Plus récemment, une nouvelle famille estapparue : les compresseurs à spirales, utilisées principalement en réfrigération. Contrairement à une idée répandue, ces rouleaux en forme de spirales ne sont pas en rotation : seules les biellettes d’excentrement (1ère ligne du schéma ci-dessous) le sont.  

  • Les deux rouleaux sont des surface cylindriques (ce qui ne veut pas dire « de révolution ») minces dont la section perpendiculaire à l’axe est une spirale arithmétique définie en coordonnées polaires par : r = k θ /2π
  • Leurs centres sont parallèles, à la distance k
  • L’un des rouleaux est fixe
  • L’autre a un mouvement de translation circulaire, de rayon k/2
  • Le gaz, ici l’air, est aspiré à la périphérie
  • Le volume entre deux droites de contacts est réduit progressivement du fait de la translation
  • L’air comprimé sort axialement, au centre.

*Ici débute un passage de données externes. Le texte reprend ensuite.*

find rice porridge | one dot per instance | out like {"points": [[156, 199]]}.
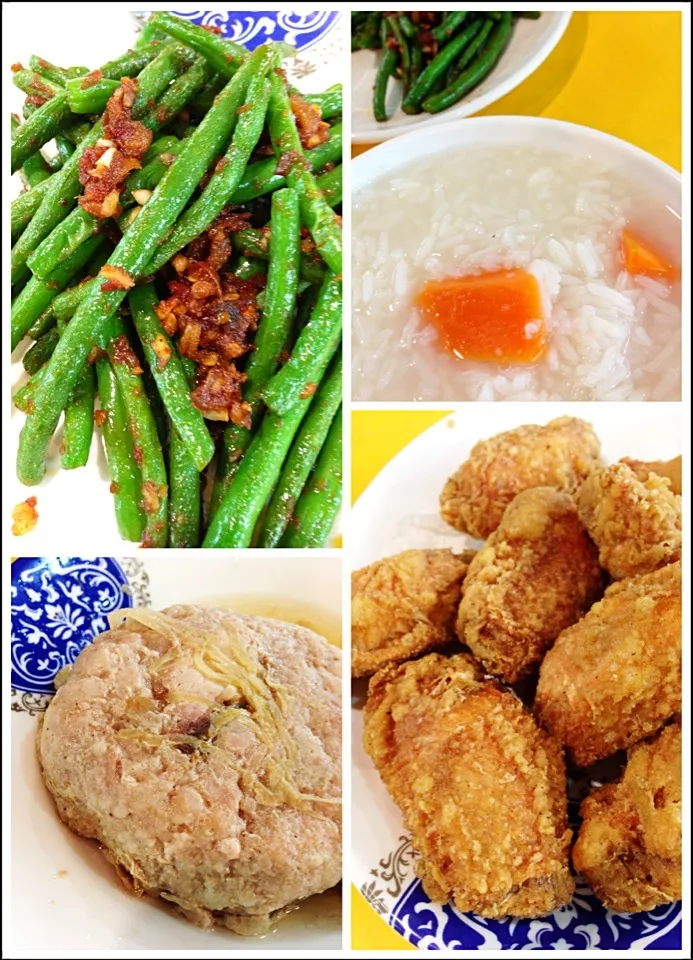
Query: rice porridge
{"points": [[611, 333]]}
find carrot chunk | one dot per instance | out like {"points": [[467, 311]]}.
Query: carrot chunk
{"points": [[641, 259], [495, 317]]}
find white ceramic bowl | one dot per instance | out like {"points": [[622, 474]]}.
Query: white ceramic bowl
{"points": [[615, 154], [531, 43]]}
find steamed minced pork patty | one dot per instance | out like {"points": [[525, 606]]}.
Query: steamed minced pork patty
{"points": [[202, 748]]}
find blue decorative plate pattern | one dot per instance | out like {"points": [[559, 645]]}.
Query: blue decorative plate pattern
{"points": [[58, 606], [583, 924], [254, 27]]}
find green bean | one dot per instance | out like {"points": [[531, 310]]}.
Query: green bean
{"points": [[36, 168], [469, 53], [261, 177], [54, 115], [407, 26], [87, 97], [227, 175], [304, 452], [234, 520], [247, 267], [169, 376], [402, 45], [330, 102], [79, 225], [223, 55], [148, 33], [256, 243], [154, 80], [371, 31], [23, 398], [66, 303], [147, 446], [386, 69], [51, 72], [65, 148], [78, 423], [48, 120], [126, 477], [316, 213], [321, 499], [450, 25], [132, 255], [43, 324], [314, 349], [38, 294], [24, 207], [34, 85], [477, 71], [438, 67], [331, 186], [41, 352], [416, 62], [185, 507], [273, 331]]}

Technologies envisageables

Pour qu’un stockage réparti d’énergie électrique de réseau ait un sens, il devrait être capable de restituer  au moins 100 Mwh en 2 ou  3 heures, soit une puissance de  33 à 50 Mw. Encore faudrait-il avoir 200 tels stockages pour apporter au niveau national un complément de 10 Gw, qui ne constitue qu’une partie de la pointe.
Ill est très peu probable que les technologies usuelles ci-dessus, habituellement limitées à quelques kilowatts puissent être extrapolées à plusieurs dizaine de Mw.
Il serait manifestement  nécessaire de recourir à des compresseurs rotatifs axiaux ou centrifuges présentant des analogies avec ceux utilisés dans la partie amont des turbines à gaz de production électrique.
Ci-dessous, turbine à gaz Siemens de 340 Mw.

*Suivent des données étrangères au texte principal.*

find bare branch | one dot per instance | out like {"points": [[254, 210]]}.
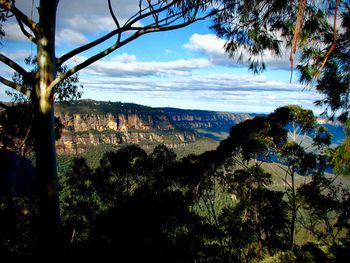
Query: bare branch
{"points": [[15, 66], [3, 105], [25, 32], [334, 37], [297, 29], [115, 20], [88, 46], [139, 32], [15, 86], [8, 6]]}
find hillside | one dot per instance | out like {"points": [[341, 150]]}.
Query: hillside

Le fonctionnement d’un compresseur axial ou centrifuge, ou d’une turbine, requiert des vitesses linéaires des aubages très élevées, proches de la célérité du son à la température considérée. Dans l’aéronautique, ceci est obtenu par une vitesse de rotation très élevée, au bénéfice de l’encombrement et du poids qui y sont critiques. Au contraire,  dans les installations fixes, la vitesse de rotation est pratiquement imposée à 3 000 t/min, qui est la vitesse d’un alternateur bipolaire à 50 Hz (la plus élevée possible en couplage direct au réseau), monté sur la même ligne d’arbre que le compresseur et la turbine. Les vitesses périphériques élevées sont obtenues grâce à un grand diamètre comme l’illustre la photo ci-dessus.

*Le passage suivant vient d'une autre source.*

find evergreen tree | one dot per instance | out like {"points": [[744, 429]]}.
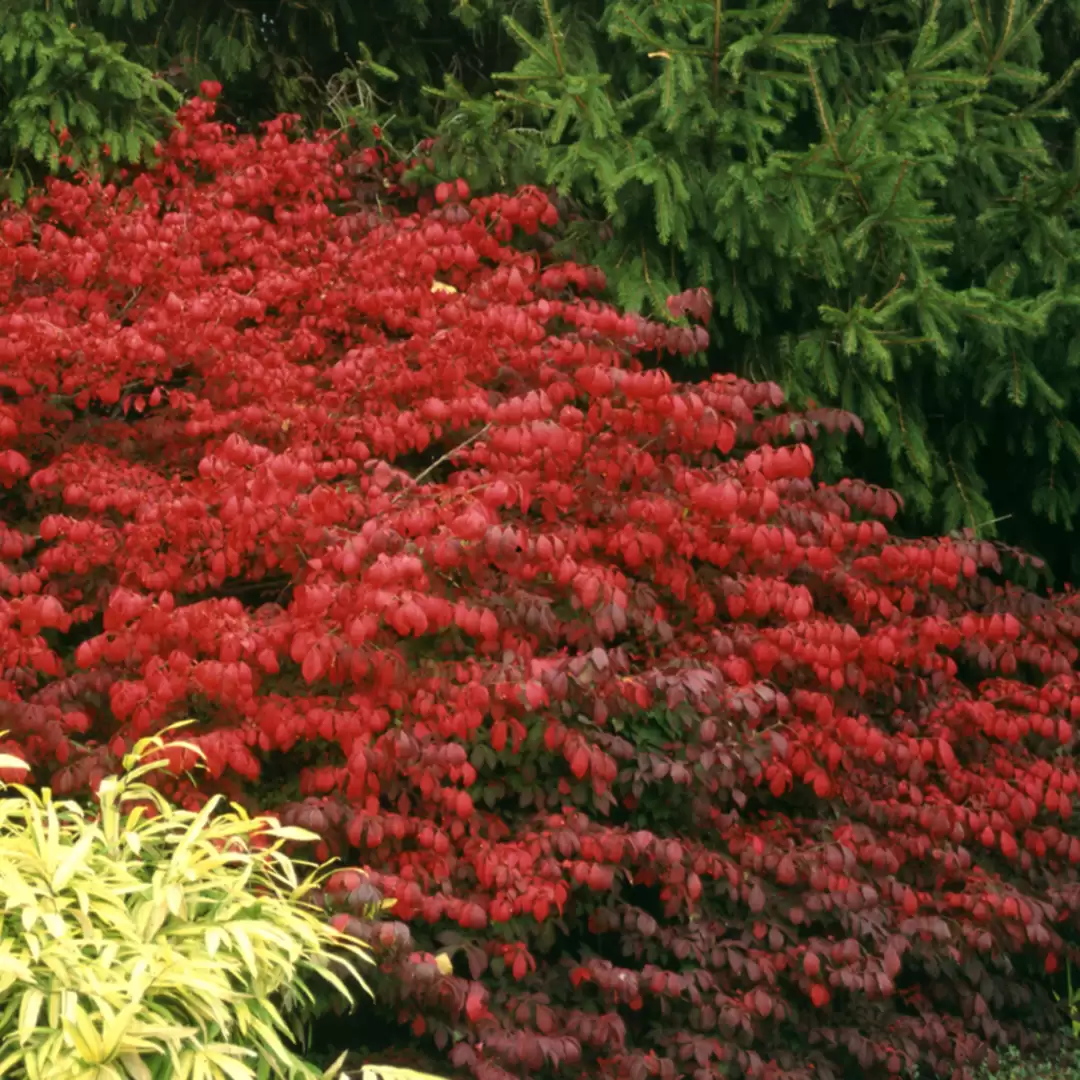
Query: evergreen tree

Néanmoins, ils s’en distingueraient considérablement par :
  • la présence, entre les étages de compression (dont chacun regrouperaient probablement plusieurs « étages » d’aubages), de refroidisseurs (ou réchauffeurs) d’air, utilisant probablement l’eau comme fluide caloporteur refroidi (ou échauffé) à l’extérieur, en convection forcée (auxiliaires consommateurs d’énergie). On peut imaginer que les aubages fixes soient creux et parcourus par de l’eau à la température ambiante.
  • des pressions finales beaucoup plus élevées,
  • le fait que la partie turbine, dont le fonctionnement est longuement différé, serait certainement complètement distincte de la partie compresseur, car ne fonctionnant pas en même temps, mais néanmoins couplée à (et découplable de) la même machine synchrone réversible.

La partie turbine alimentée par de l’air à pression élevée et température ambiante est encore plus originale, car il n’en existe, à notre connaissance, aucune application dans cette gamme de puissance. On est très loin des turbines de fraise de dentiste ou d’outillage pneumatique !

L’ensemble pourrait être conforme au schéma ci-dessous :




Son principe de fonctionnement est simple :
  • En absorption, le réseau alimente la machine synchrone qui fonctionne en moteur, alors couplé au compresseur qui remplit le réservoir d’air comprimé à haute pression. L’échangeur du compresseur est alimenté en eau à température ambiante froide qui ressort tiède et se refroidit dans l’échangeur extérieur en ventilation forcée.
  • En restitution, l’air comprimé entraîne la turbine, alors couplée à la machine synchrone fonctionnant en alternateur. L’échangeur de la turbine est alimenté en eau à température ambiante qui ressort très froide,  et se réchauffe dans l’échangeur extérieur en ventilation forcée.